How much more realistic do students want these shows to be?

Fancy cars, late-night partying and perfect jobs should really be the only reality or maybe ‘The Hills’ is a fictional land played by real people.

There has to be a little more to why people relate to the show but it doesn’t seem to be the lifestyle the average viewer lives.

‘I can’t really say that I would relate to any of them because I’m not really in the same tax bracket,’ Murrietta said.

The clubs and restaurants cast members go to are all accessible to the public and even Aguilar goes to those places from time to time, he said.

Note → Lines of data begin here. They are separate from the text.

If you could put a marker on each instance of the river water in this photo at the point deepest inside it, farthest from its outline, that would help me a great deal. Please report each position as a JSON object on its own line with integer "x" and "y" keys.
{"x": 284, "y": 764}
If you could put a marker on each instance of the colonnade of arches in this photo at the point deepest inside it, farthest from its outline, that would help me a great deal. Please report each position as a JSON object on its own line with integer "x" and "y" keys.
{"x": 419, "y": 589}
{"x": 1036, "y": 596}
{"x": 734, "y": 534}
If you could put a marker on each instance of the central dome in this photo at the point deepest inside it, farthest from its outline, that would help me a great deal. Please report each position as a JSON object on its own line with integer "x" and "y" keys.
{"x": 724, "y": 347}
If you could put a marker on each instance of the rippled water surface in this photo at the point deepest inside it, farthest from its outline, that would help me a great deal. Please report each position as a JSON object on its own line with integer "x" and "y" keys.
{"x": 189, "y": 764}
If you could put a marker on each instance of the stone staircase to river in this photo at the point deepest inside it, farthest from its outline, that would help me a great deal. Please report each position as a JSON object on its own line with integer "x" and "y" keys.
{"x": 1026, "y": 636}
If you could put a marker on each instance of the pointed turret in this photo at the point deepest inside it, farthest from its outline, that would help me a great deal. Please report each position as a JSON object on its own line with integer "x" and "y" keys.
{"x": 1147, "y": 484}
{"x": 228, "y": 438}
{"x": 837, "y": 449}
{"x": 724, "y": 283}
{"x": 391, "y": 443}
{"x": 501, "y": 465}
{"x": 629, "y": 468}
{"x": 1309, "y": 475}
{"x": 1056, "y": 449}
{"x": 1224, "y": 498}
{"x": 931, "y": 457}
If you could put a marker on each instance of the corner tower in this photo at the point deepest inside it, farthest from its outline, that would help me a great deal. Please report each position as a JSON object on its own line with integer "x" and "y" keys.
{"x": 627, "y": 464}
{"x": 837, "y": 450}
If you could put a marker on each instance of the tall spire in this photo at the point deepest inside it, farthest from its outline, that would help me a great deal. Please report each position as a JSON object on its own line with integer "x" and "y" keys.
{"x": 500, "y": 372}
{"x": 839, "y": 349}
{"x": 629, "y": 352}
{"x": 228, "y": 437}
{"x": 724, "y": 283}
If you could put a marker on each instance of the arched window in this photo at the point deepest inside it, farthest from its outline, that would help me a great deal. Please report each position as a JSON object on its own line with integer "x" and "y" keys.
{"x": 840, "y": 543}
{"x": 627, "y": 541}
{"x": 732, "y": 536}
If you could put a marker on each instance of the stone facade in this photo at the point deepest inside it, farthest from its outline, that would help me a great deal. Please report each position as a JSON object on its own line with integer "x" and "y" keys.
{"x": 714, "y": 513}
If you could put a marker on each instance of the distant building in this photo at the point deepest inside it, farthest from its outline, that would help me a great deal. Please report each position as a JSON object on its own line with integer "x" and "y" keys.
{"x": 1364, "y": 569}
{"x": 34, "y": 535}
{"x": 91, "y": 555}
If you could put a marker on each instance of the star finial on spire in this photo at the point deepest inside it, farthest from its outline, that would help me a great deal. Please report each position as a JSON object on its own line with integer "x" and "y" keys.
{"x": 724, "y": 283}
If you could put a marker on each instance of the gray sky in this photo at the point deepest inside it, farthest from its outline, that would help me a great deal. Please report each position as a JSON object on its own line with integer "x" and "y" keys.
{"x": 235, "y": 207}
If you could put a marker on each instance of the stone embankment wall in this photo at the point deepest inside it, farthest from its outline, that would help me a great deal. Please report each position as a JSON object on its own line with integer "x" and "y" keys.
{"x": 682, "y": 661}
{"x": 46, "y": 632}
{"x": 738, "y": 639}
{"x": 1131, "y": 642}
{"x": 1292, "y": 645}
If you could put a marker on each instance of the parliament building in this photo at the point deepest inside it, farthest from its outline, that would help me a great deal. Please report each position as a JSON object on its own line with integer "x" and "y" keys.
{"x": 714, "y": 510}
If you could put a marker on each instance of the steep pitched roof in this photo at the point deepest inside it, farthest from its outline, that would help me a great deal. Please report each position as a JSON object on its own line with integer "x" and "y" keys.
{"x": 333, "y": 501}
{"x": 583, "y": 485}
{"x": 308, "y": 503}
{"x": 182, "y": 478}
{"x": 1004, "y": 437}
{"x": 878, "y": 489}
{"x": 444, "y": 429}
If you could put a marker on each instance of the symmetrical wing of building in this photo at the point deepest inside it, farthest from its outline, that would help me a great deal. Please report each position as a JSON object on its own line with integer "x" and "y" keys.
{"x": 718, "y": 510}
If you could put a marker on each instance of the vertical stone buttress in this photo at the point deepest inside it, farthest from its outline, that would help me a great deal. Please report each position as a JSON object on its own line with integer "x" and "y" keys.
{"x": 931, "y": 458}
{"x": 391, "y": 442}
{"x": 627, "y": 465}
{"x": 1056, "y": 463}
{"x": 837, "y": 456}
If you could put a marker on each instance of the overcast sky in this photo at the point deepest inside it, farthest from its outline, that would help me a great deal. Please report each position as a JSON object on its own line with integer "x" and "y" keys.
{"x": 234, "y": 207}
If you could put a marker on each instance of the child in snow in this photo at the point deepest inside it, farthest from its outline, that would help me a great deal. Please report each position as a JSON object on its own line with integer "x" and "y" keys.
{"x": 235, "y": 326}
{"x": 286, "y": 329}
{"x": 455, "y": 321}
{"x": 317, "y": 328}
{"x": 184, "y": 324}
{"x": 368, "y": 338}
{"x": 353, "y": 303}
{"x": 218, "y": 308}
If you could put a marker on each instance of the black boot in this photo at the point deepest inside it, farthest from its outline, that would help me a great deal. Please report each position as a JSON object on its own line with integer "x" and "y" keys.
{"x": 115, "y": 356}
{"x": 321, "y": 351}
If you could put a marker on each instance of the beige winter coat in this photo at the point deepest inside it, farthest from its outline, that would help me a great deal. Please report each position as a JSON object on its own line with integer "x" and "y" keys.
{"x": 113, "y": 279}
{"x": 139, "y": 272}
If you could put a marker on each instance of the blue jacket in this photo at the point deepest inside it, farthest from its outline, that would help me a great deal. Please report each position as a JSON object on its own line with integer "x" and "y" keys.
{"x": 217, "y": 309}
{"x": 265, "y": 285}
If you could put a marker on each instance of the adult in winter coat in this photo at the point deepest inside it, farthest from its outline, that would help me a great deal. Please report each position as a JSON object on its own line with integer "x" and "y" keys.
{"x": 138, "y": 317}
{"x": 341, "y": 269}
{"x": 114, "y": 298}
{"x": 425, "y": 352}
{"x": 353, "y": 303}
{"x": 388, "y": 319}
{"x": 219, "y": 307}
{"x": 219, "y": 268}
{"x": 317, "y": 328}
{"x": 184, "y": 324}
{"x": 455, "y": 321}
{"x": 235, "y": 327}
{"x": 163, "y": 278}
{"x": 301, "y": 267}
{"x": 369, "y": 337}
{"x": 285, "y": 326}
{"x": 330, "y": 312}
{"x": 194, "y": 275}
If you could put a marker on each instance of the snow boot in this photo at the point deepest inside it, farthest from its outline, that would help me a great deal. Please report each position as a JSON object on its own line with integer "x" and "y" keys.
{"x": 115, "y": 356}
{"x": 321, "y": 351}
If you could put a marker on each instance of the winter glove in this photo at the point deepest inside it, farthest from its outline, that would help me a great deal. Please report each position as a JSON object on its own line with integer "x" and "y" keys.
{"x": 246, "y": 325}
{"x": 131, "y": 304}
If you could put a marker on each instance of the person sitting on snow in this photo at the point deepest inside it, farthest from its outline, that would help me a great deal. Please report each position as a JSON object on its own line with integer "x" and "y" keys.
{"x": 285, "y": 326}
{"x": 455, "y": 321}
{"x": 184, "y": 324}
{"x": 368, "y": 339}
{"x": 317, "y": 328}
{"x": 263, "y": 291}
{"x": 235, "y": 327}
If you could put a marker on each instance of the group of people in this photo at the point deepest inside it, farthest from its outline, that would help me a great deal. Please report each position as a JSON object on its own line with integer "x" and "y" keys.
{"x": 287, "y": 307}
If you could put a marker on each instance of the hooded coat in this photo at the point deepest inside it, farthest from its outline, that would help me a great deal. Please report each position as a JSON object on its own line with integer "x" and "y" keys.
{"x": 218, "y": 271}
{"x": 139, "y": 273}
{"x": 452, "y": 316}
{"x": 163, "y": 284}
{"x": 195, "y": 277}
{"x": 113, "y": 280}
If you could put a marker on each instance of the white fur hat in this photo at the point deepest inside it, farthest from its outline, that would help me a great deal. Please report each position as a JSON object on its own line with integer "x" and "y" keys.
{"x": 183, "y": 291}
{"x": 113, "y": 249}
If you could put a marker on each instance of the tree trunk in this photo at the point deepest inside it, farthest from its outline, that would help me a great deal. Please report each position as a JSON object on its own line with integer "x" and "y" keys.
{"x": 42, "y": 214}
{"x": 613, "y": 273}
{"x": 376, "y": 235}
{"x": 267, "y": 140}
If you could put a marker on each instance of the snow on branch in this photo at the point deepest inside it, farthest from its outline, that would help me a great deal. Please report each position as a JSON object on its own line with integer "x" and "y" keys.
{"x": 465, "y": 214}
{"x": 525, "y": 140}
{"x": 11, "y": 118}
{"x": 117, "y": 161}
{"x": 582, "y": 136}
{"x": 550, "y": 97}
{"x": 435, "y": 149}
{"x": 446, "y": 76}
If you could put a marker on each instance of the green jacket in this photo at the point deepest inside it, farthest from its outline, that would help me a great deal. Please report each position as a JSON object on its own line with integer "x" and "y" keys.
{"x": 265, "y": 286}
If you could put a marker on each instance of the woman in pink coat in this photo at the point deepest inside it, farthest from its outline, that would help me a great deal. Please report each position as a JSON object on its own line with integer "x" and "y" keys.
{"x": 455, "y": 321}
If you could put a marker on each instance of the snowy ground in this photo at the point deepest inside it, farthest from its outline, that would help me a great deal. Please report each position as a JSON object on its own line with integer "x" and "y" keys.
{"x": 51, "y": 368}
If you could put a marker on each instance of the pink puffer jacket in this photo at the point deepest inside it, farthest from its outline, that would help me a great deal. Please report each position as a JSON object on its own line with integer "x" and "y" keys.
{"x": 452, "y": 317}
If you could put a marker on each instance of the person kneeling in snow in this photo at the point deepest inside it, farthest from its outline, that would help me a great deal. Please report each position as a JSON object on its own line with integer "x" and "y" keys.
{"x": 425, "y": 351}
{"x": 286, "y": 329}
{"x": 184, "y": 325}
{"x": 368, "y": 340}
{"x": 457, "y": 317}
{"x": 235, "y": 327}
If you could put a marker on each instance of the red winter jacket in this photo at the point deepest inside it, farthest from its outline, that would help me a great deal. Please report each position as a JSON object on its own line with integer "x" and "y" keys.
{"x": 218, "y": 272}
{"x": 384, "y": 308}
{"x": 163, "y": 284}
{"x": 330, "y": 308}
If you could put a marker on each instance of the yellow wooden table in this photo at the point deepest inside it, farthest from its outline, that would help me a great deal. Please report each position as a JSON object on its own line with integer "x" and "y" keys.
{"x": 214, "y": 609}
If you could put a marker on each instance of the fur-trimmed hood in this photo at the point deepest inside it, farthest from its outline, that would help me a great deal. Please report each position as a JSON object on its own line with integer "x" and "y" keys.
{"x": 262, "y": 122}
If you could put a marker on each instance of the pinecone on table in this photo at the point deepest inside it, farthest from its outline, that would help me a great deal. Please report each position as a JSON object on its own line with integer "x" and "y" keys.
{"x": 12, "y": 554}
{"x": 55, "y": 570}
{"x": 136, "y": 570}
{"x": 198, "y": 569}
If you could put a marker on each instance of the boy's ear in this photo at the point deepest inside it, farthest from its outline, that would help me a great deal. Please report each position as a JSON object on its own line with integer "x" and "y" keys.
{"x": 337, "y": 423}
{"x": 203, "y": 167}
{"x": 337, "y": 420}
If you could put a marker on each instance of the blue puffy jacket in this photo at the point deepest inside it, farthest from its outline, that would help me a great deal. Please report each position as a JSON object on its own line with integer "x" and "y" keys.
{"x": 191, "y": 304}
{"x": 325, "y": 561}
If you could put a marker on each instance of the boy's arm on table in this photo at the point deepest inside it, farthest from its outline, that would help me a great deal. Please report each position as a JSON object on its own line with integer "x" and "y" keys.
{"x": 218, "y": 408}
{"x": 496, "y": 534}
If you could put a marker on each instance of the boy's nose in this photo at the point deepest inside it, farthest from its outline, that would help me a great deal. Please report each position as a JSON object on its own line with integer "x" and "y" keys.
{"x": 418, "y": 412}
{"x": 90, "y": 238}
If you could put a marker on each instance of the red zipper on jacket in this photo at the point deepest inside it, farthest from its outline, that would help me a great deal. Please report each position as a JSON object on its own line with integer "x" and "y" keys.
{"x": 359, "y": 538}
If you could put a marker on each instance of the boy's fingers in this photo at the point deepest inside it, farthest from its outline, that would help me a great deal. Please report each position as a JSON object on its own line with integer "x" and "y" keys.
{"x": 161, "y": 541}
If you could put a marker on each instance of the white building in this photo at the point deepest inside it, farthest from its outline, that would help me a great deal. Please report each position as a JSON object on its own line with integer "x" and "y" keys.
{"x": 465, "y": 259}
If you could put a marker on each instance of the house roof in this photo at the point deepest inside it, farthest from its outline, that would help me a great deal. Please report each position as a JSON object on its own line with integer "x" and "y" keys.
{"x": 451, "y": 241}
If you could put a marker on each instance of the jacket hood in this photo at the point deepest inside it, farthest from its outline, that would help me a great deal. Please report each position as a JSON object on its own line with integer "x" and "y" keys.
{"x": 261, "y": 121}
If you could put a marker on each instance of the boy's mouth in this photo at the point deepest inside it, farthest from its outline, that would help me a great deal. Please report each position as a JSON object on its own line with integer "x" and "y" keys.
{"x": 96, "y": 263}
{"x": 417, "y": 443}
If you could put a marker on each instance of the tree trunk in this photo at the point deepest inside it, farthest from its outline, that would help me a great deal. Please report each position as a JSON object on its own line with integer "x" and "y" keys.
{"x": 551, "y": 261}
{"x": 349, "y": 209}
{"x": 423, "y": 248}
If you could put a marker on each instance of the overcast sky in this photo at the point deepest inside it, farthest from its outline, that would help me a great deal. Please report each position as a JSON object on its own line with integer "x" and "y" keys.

‘I go to some of those clubs,’ Aguilar said. ‘But I never go in hopes of seeing LC.’

Even I wish that I might see them when I make my stops in the restaurants they go to. The characters in these shows are easier to relate to because they aren’t trained actors. They are somewhat normal people and the life they live is somewhat accessible to the rest of us. But perhaps we don’t want the same things they have.

‘If I had a show, I would call it ‘College Years,” Aguilar said. ‘There’s no real back story to it but rather it’s just a name.’

As for Adams, he wouldn’t want his own show, but instead he wants to be on a pre-existing show.

‘I really want to be on ‘Survivor,” Adams said. ‘I would be the person that floats under the radar and at the end the people would vote for me to win because I would be really nice.’
Even a show like ‘Survivor’ has it’s own crazy fan base, but ‘The Hills’ is so much closer to home because there is no try out. Either you’re hot, or you’re not.

So with the last season coming up soon, there is a lot more ‘drama’ in store.

‘I hope that Spencer and Heidi break up,’ Aguilar said. ‘And I really want Spencer to get his ass kicked.’

For me, I’m going to enjoy it as much as I can because once the show ends, my Monday nights will be done and I will be one step closer to a reality of my own, getting a life.